I do not mean the continued fraction representation of zeta function; I mean the function which has the form:

$$f(s)=\cfrac{1}{1^s+\cfrac{1}{2^s+\cfrac{1}{3^s+\cfrac{1}{4^s+\cdots}}}}$$

For some values, we know the function exactly:

$$\begin{align*} f(0)&=\phi-1=0.61803398875\ldots\\ f(1)&=\frac{I_1(2)}{I_0(2)}=0.69777465796\ldots\\ f(-1)&=\frac{\pi}{2}-1=0.5707963268\ldots \end{align*}$$

And obviously, for big positive $s$, it approaches $1$.

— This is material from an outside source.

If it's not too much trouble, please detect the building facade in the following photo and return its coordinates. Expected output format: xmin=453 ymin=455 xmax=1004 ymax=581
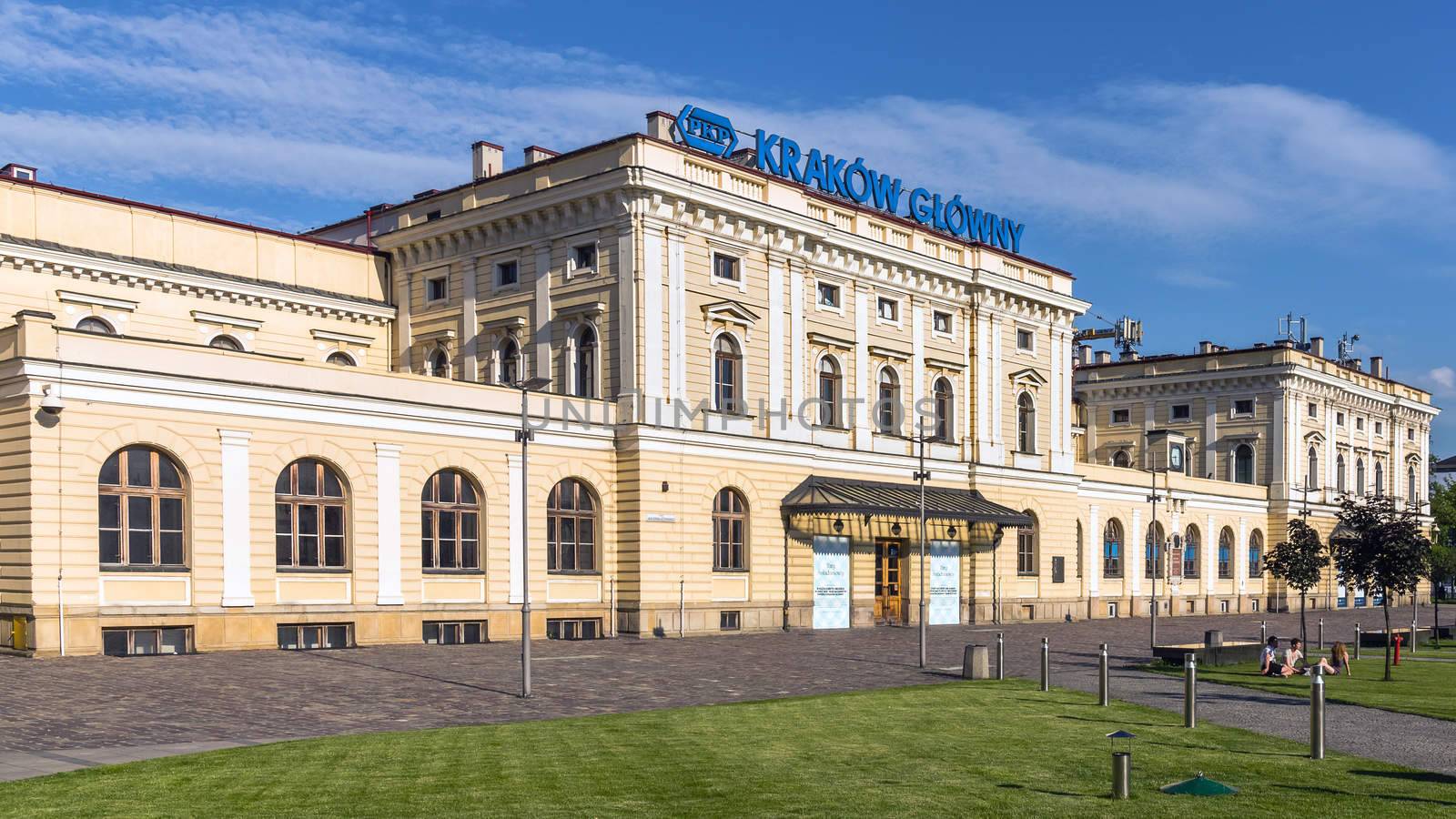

$$f(s \rightarrow +\infty) \rightarrow 1$$

Using the convergence criterion for simple continued fractions, we can conclude that $f(s<-1)$ doesn't converge, which is confirmed by the behavior of its approximants.

Here are the first few approximations, based on truncating the continued fraction:

$$\begin{align*} f_1(s)&=1\\ f_2(s)&=\frac{1}{1+2^{-s}}\\ f_3(s)&=\frac{2^s+3^{-s}}{1+2^s+3^{-s}}\\ f_4(s)&=\frac{1+2^s(3^s+4^{-s})}{1+(1+2^s)(3^s+4^{-s})} \end{align*}$$

Defining (thanks to vrugtehagel for his helpful comment):

$$f(s)=\lim_{n \rightarrow \infty} f_n(s)$$

How would you analyze this function? Can it be turned into a series? Which of its properties can be found theoretically? Maybe it was already studied, then I would like some reference.

**Edit**

Using recurrence relations for continued fractions, I was able to get approximants for $f(s)$ of any order. The branching point near $s=-1$ is easy to see.